COVID-19 is still undergoing unguided mutation in order to find the best way to infect human cells. The huge gains made in each generation of variants demonstrate the newness of that process. Alpha was twice as contagious as the original variant that ravaged Europe and the United States, and Delta is more than twice as contagious as Alpha. That kind of change does not occur in well-established, long-term disease.

That was written prior to the appearance of the omicron variant. According to the most recent estimates, omicron BA.1 is 3.19 times more infectious than delta. The BA.2 subvariant of Omicron is approximately 30% more infectious than the BA.1 subvariant. This puts COVID-19's basic reproductive number (R0) at around 16 to 18, putting it on par with pertussis and measles, the most infectious viruses in circulation. COVID-19 had a R0 value of between 2.0 and 2.5 when it first appeared in China before spreading to other countries. The rapid increase in that number indicates that this is a virus with a high potential for explosive growth. It's still learning how to avoid the immune system, which includes overcoming the effects of both vaccines and previous infection.

This is still a relatively new virus with a nascent relationship with Homo sapiens.
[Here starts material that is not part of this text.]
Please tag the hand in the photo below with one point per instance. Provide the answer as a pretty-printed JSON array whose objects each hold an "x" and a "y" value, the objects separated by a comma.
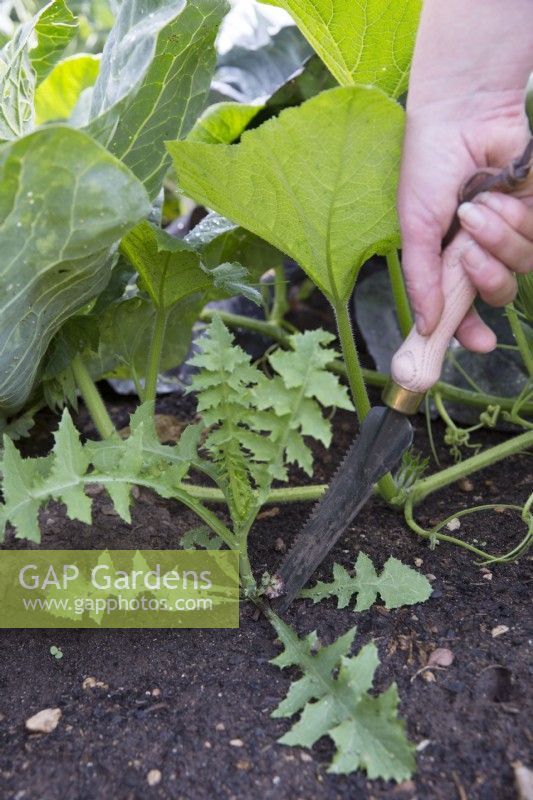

And it's never been more critical to limit the number of infections, limit the SARS-CoV-2 virus's ability to generate trillions of new attempts to breach barriers, and avoid allowing everything that's happened so far to be just a prelude.

Before proceeding, it is important to note that SARS-CoV-2 is neither malicious nor conscious. It is unable to make plans. It has no "desire" for anything. It is a quasi-living particle that can reproduce and undergoes changes as a result of a combination of random chance and selective pressure. That is true to a large extent for all living things, but nowhere is it more true than with viruses.

Researchers from the University of Valencia stated in a 2013 paper, "RNA viruses are among the fastest mutating and evolving entities in nature." The SARS-CoV-2 virus is an RNA virus. It changes faster than a DNA virus, such as the variola virus that causes smallpox. And, because the time between human contact with SARS-CoV-2 is so short, those changes can have a significant impact.